Sung Kim, the top Korea expert at the State Department, who returned home from Pyongyang earlier this week with over 18,000 pages of documents detailing its nuclear activities, described the handover as ``an important first step.''
``These are operating and production records for the five-megawatt reactor and the reprocessing plant in Yongbyon,'' Kim told a news conference in Washington, D.C., displaying some of the 18,822 documents, which do not cover North Korea's alleged uranium enrichment program.
``I do think these documents are an important first step in terms of verifying North Korea's declaration,'' he said, adding a team of experts will review the Korean-language documents which still have to be translated.
Kim said it was not yet clear if that declaration would be ``ready anytime soon'' to be handed to China, the host of six-party talks aimed at ending Pyongyang's nuclear ambitions.
However, Moon Tae-young, a spokesman for the Ministry of Foreign Affairs and Trade in Seoul, said the declaration was expected to be made within 10 days.
``We expect the six-way talks to resume early next month, given the time period required for North Korea's declaration to China and reviews by the other six-party members,'' Moon told reporters.
The declaration is part of the so-called Feb. 13 deal under which North Korea should abandon all its nuclear programs in return for large-scale economic and diplomatic incentives.
Washington has promised to take Pyongyang off its terrorism blacklist and remove financial sanctions against it as part of political concessions under the deal, once the declaration is made completely and accurately.
North Korea shut down the Yongbyon reactor last year under the pact signed with the United States, South Korea, China, Japan and Russia.
But the deal has been stalled for months since Pyongyang failed to meet a Dec. 31 deadline to provide a complete list of its nuclear activities, including its alleged uranium enrichment program and transfer of nuclear technology to Syria.
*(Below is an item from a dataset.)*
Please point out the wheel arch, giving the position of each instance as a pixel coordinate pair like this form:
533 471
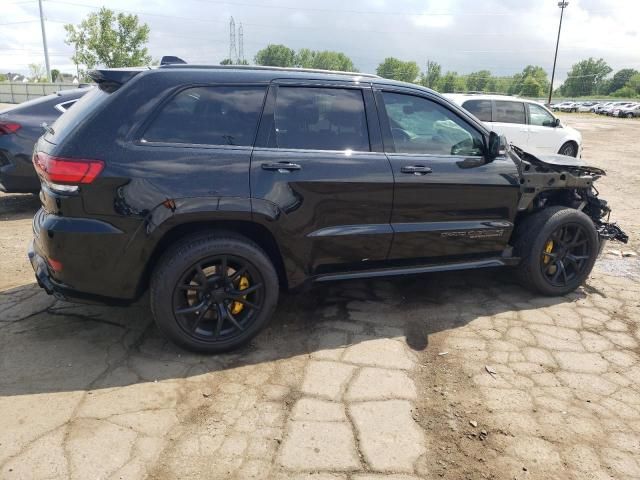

A breakthrough was made following a deal by the chief U.S. and North Korean nuclear envoys in Singapore last month.
The two sides agreed on a pending deal in which the North would ``acknowledge'' concerns about the uranium program and nuclear proliferation in a secret side-agreement with the United States.
``Obviously, the documents themselves, alone are not enough. We will need to conduct full verification, including access to their facilities, sampling, and interviews with personnel involved in nuclear programs,'' Kim said.
He said Pyongyang was slowing some disablement activities as an apparent bargaining ploy, citing the need to coordinate the timing of energy assistance.
The State Department said at the weekend that eight out of 11 disablement steps have been completed but the remaining three are pending.